This report comes months after an IBM report found serious gaps between how retail banking executives believe they are doing, and how their customers really feel. Among retail banking executives IBM surveyed, 62 percent thought they were delivering an excellent customer service but only 35 percent of retail customers agreed — a 27 percent gap.

But the JD Power study confirms more engaged personal interaction holds the key to gaining customer satisfaction. “Better in-person interactions with Millennials drive historic performance Improvement among nation’s largest retail banks,” noted the study.

Millennials represent the biggest growth potential for retail banks, but also pose much higher risk of attrition, says JD Power, adding that US big banks have been most successful at acquiring and satisfying millennials.

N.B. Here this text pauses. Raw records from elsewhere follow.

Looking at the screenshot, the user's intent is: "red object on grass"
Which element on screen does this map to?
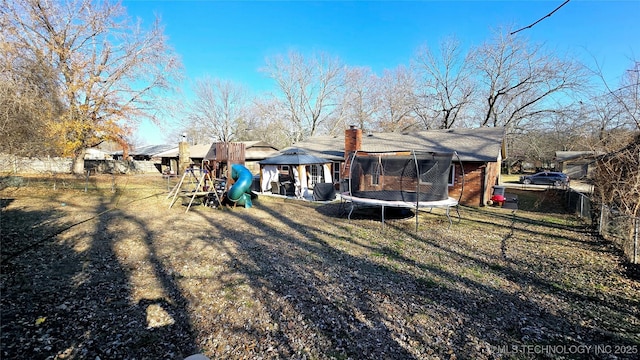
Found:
[491,195,507,206]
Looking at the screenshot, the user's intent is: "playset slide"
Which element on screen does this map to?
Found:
[227,164,253,208]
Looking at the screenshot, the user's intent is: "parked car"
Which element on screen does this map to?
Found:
[520,171,570,186]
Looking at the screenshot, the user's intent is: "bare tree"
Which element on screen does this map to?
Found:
[377,66,418,132]
[415,37,475,129]
[262,52,343,142]
[472,27,586,129]
[340,67,380,132]
[0,0,180,173]
[248,98,292,148]
[188,77,248,142]
[0,35,62,156]
[593,61,640,222]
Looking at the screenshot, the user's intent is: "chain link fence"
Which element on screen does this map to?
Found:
[598,205,640,264]
[564,189,640,264]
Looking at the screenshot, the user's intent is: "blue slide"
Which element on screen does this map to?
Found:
[227,164,253,208]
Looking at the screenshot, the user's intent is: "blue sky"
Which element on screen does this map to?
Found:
[123,0,640,143]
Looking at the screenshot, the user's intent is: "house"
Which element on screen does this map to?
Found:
[156,141,278,174]
[112,144,174,161]
[293,127,506,206]
[555,151,604,179]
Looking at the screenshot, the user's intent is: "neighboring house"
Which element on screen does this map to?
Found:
[156,141,278,174]
[293,127,506,206]
[113,144,175,161]
[555,151,604,179]
[84,148,113,160]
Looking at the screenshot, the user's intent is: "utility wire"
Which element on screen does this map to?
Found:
[509,0,571,35]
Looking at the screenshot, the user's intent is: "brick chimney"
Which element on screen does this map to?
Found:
[344,125,362,158]
[340,125,362,179]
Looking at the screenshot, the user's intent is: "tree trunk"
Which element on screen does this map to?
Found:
[71,149,87,175]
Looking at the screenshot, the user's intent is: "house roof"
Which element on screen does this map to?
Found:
[294,128,504,162]
[556,151,605,162]
[156,141,278,160]
[260,148,331,165]
[113,144,174,156]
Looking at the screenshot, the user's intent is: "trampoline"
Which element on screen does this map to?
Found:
[340,151,460,231]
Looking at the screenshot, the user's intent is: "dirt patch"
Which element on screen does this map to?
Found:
[0,176,640,359]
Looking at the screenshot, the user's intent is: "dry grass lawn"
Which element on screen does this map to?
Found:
[0,176,640,359]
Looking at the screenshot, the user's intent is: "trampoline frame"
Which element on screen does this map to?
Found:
[340,151,464,231]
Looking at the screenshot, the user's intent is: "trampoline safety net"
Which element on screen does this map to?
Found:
[349,151,453,203]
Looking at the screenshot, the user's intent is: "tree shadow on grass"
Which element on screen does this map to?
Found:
[186,198,640,359]
[0,190,196,359]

Millennials switch banks more quickly than others if they find the customer service not satisfying.  A study by Finextra Research similarly found as many as 68 percent of corporation willing to switch banks for better customer service.

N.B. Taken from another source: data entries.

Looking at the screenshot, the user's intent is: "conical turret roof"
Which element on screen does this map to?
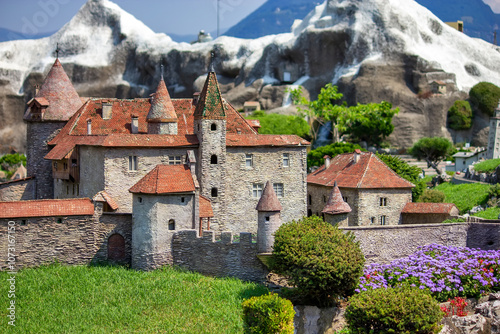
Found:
[255,181,283,212]
[321,182,352,215]
[146,78,177,122]
[25,59,83,121]
[194,71,226,119]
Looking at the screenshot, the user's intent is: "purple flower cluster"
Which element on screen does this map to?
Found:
[356,244,500,301]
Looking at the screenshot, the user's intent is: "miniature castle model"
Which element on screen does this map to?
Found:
[488,101,500,159]
[0,59,309,269]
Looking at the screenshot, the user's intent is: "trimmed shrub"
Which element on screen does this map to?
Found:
[448,100,472,130]
[345,285,443,334]
[271,216,365,307]
[242,293,295,334]
[420,189,446,203]
[469,82,500,116]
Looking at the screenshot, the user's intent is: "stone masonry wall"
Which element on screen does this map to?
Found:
[226,147,307,233]
[172,230,268,282]
[341,223,468,263]
[0,214,132,270]
[26,122,66,199]
[0,178,36,202]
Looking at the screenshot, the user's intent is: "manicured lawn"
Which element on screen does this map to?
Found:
[0,264,267,334]
[434,182,491,214]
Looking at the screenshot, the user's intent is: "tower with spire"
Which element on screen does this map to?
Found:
[24,57,83,199]
[194,62,227,229]
[146,66,177,135]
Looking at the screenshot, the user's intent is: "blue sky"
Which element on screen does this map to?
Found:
[0,0,500,35]
[0,0,266,35]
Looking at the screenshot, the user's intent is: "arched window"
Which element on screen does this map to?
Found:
[108,233,125,261]
[168,219,175,231]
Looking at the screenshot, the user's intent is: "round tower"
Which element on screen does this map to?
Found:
[146,75,177,135]
[255,181,282,253]
[24,59,83,199]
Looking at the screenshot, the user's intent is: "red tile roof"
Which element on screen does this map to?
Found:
[0,198,94,218]
[92,190,118,210]
[147,78,177,122]
[200,195,214,218]
[129,165,195,194]
[307,152,414,189]
[321,183,352,215]
[255,181,283,212]
[194,72,227,119]
[401,202,458,214]
[24,59,82,121]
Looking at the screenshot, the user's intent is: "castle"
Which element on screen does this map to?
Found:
[0,59,309,269]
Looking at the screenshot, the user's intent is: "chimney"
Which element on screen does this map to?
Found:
[102,102,113,119]
[193,92,200,105]
[323,155,331,169]
[354,149,361,163]
[130,116,139,134]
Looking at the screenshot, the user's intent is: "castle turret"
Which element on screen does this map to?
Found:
[24,59,83,198]
[194,71,226,229]
[488,101,500,159]
[255,181,282,253]
[146,76,177,135]
[321,181,352,226]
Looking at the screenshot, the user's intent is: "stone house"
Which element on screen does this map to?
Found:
[14,60,309,233]
[307,150,414,226]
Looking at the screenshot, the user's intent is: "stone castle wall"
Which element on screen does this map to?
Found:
[0,177,36,202]
[172,230,268,282]
[226,147,307,233]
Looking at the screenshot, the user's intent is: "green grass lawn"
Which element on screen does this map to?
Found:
[434,182,491,214]
[0,264,267,334]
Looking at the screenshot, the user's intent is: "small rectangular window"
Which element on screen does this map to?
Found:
[283,153,290,167]
[245,154,253,167]
[168,155,182,165]
[128,155,137,170]
[252,183,263,198]
[380,216,387,225]
[273,183,285,197]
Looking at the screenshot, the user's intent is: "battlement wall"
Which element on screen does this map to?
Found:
[172,230,268,282]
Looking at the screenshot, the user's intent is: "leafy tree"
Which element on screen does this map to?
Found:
[377,153,427,202]
[291,84,399,146]
[469,82,500,116]
[270,216,365,307]
[247,110,311,140]
[409,137,454,175]
[307,142,365,168]
[448,100,472,130]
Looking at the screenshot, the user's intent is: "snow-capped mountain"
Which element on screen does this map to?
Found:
[0,0,500,148]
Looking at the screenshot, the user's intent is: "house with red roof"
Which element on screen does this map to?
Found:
[307,150,414,226]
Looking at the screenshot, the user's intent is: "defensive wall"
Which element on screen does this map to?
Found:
[0,215,500,281]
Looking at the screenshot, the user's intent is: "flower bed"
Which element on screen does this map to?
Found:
[356,244,500,302]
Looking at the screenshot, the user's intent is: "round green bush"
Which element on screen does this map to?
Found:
[242,293,295,334]
[345,286,443,334]
[420,189,446,203]
[469,82,500,116]
[448,100,472,130]
[271,216,365,307]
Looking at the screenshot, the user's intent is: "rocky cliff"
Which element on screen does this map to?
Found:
[0,0,500,151]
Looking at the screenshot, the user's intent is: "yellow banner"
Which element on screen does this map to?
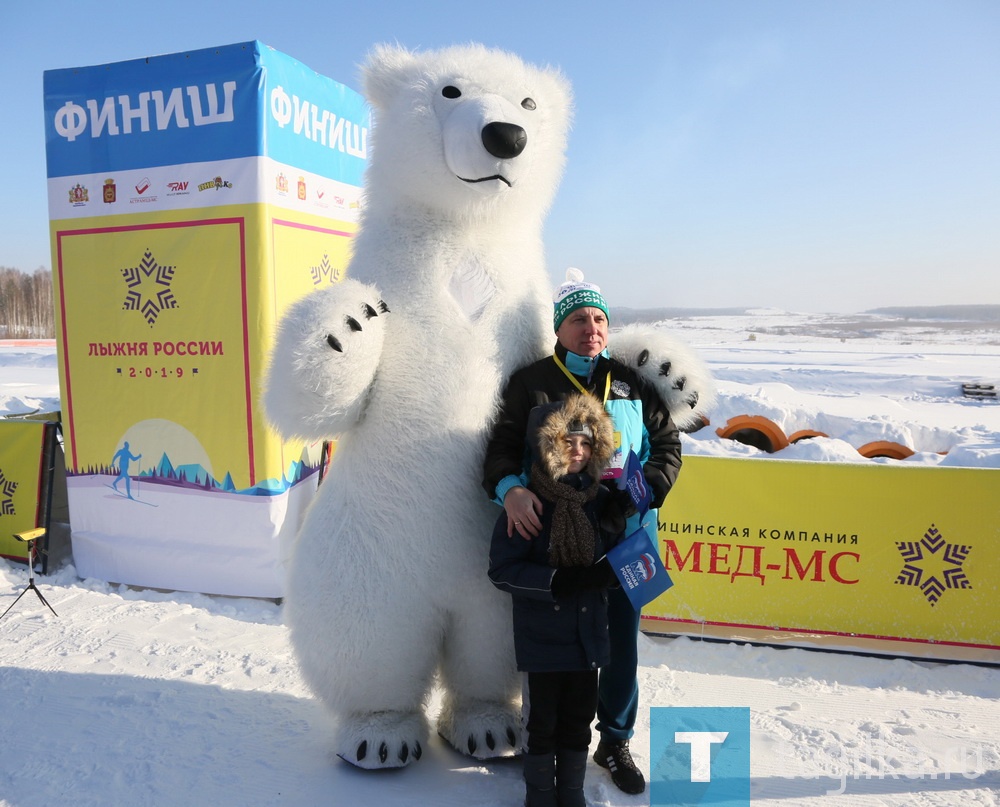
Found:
[643,457,1000,661]
[0,420,47,560]
[52,205,354,490]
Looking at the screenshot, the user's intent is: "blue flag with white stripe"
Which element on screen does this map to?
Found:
[608,527,674,611]
[618,451,653,517]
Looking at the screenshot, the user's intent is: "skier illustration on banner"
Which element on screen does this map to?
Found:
[111,440,142,500]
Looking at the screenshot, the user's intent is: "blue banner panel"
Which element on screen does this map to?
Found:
[44,41,369,185]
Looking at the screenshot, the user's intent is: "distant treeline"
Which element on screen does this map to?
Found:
[0,266,56,339]
[865,305,1000,322]
[608,306,747,327]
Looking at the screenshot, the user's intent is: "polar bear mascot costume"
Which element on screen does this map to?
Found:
[264,45,711,768]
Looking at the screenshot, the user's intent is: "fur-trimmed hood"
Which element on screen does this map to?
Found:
[535,394,615,479]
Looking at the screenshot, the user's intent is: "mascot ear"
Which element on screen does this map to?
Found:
[361,43,418,109]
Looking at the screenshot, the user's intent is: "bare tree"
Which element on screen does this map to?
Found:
[0,266,55,339]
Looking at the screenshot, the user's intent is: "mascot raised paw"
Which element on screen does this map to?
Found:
[263,45,570,768]
[608,325,716,432]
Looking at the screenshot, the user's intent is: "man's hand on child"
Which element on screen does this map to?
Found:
[503,486,542,540]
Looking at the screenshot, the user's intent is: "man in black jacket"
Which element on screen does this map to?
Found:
[483,269,681,793]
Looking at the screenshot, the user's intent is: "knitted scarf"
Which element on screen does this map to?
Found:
[531,463,601,568]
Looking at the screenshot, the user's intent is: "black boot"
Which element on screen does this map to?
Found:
[556,748,587,807]
[522,754,559,807]
[594,739,646,794]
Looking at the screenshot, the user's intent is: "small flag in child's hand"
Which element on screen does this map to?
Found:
[618,451,653,515]
[608,527,674,611]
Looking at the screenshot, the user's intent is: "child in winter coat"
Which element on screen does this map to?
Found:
[489,395,624,807]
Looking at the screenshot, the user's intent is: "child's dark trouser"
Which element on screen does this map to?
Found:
[526,670,597,754]
[524,670,597,807]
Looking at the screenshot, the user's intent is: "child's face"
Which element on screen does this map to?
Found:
[566,434,591,474]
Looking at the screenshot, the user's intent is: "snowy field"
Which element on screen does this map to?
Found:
[0,311,1000,807]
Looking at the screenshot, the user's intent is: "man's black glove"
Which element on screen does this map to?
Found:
[611,488,636,518]
[552,558,618,599]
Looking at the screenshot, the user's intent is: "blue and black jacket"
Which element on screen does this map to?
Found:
[483,342,681,544]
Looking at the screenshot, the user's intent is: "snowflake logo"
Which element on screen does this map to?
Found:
[896,524,972,608]
[309,253,340,286]
[0,468,17,516]
[122,249,177,328]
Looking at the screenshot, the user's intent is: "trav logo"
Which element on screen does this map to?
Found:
[649,706,750,807]
[69,182,90,207]
[896,524,972,608]
[198,177,233,193]
[0,468,17,516]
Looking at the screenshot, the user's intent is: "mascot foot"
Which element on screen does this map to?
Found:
[337,712,428,770]
[438,701,521,759]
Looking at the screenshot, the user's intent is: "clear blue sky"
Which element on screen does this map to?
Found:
[0,0,1000,312]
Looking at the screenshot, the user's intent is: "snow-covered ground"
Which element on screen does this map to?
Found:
[0,311,1000,807]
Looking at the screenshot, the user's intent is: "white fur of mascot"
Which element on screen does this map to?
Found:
[264,45,711,768]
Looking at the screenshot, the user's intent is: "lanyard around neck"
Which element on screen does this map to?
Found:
[552,353,611,404]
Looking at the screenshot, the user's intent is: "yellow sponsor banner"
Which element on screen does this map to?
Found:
[0,420,49,560]
[51,203,356,597]
[643,457,1000,661]
[52,205,355,490]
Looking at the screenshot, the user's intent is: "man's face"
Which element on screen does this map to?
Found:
[556,308,608,359]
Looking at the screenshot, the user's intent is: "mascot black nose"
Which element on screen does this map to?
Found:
[483,123,528,160]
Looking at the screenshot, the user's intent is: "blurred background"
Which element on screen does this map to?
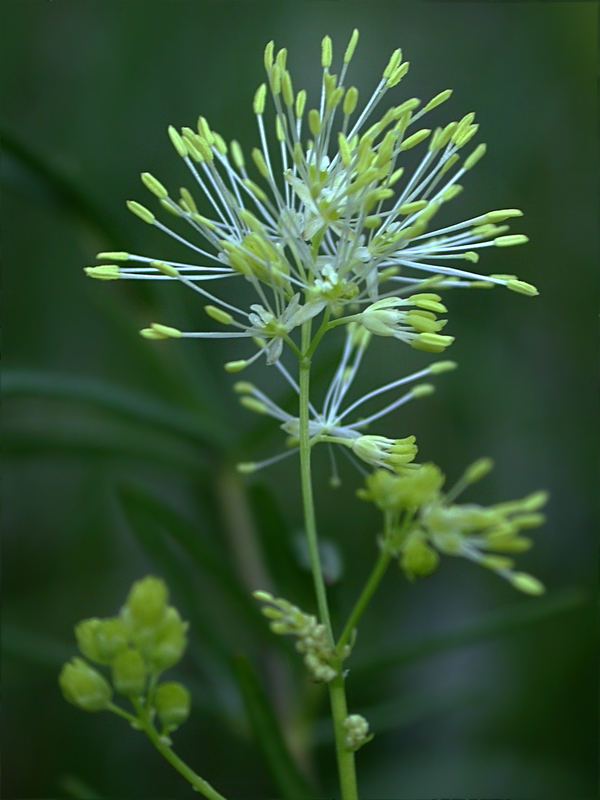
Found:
[2,0,598,800]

This is a wake-up call for banks faced with increasing competition. Banks need to recognize early on that the value is shifting away from banking services to the deep customer relationships.

“They can pretend it isn’t happening and be cannibalized by their competitors; they can try to compete in low-margin services, acting as a processor for various organizations; or they can recognize the incredible value in their customer relationships and build a powerful ecosystem around them,” warns IBM report.

IBM has cited the success of Canadian bank, Tangerine, specializes in technology-enabled customer experiences. “Recently they rolled out a new app that allows customers to report feedback on Tangerine apps simply by shaking their phone. The speed at which the new app was made available was cut by more than 90 percent, and it delivered thousands of pieces of valuable customer feedback in a matter of days.”

The IBM study – based on the survey of 1,060 banking executives in 38 countries and 1,600 banking customers in the United States, Germany, United Kingdom, Singapore and China – suggests banks that they try to gain strong relationship with customers just the way traditional banks have with customers.